Anticipated developments include convergence toward unified, end-to-end, infrastructure foundation models that absorb both perception and world modeling into a joint, large-scale architecture—analogous to vehicle-centric world model trends. The proposed extension to Infrastructure VLA (I-VLA), integrating natural language, perception, and infrastructure actuation, introduces a new control-theoretic and human-interactive dimension for intelligent transportation systems.

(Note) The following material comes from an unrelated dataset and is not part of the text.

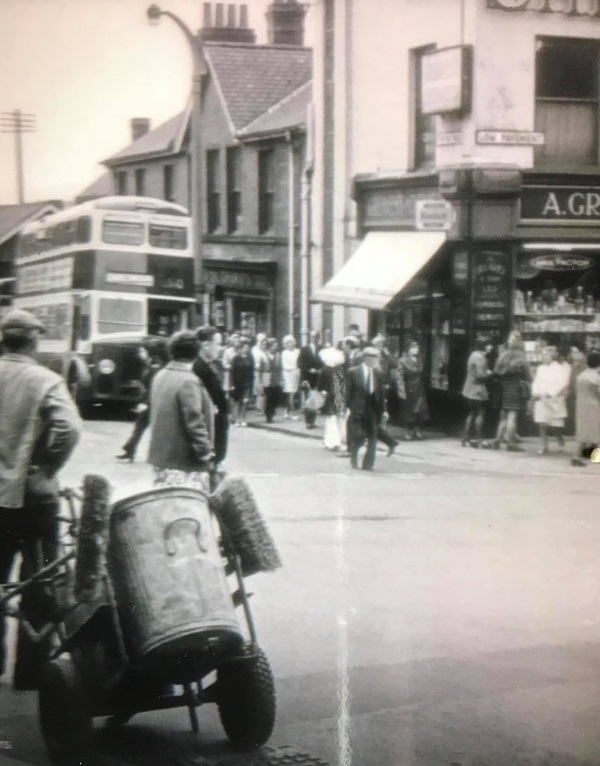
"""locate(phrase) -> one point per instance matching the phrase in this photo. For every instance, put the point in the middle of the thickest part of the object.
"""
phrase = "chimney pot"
(207, 15)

Further research is required in scalable training of uncertainty-aware generative models, robust cross-domain latent alignment protocols, and integration of high-dimensional sensor modalities (event cameras, environmental telemetry). The simulation-to-real transfer for new sensor types (such as 4D radar) and cross-site generalization also present ongoing challenges.

Conclusion

The paper "Infrastructure-Centric World Models" (2604.17651) presents a rigorous, technically substantiated framework for transforming roadside perception from object detection and tracking toward proactive, generative, and uncertainty-aware world modeling. By formalizing and exploiting the complementarity between spatial and temporal data regimes inherent to vehicle and infrastructure sensing respectively, and by embedding model-driven physical constraints and V2X alignment capabilities, I-WM fills a critical gap in the state of the art. The proposed trajectory lays the groundwork for future research in safety-critical AI for intelligent transportation, emphasizing practical deployment scalability, theoretical soundness, and adaptability to evolving sensor and computation environments.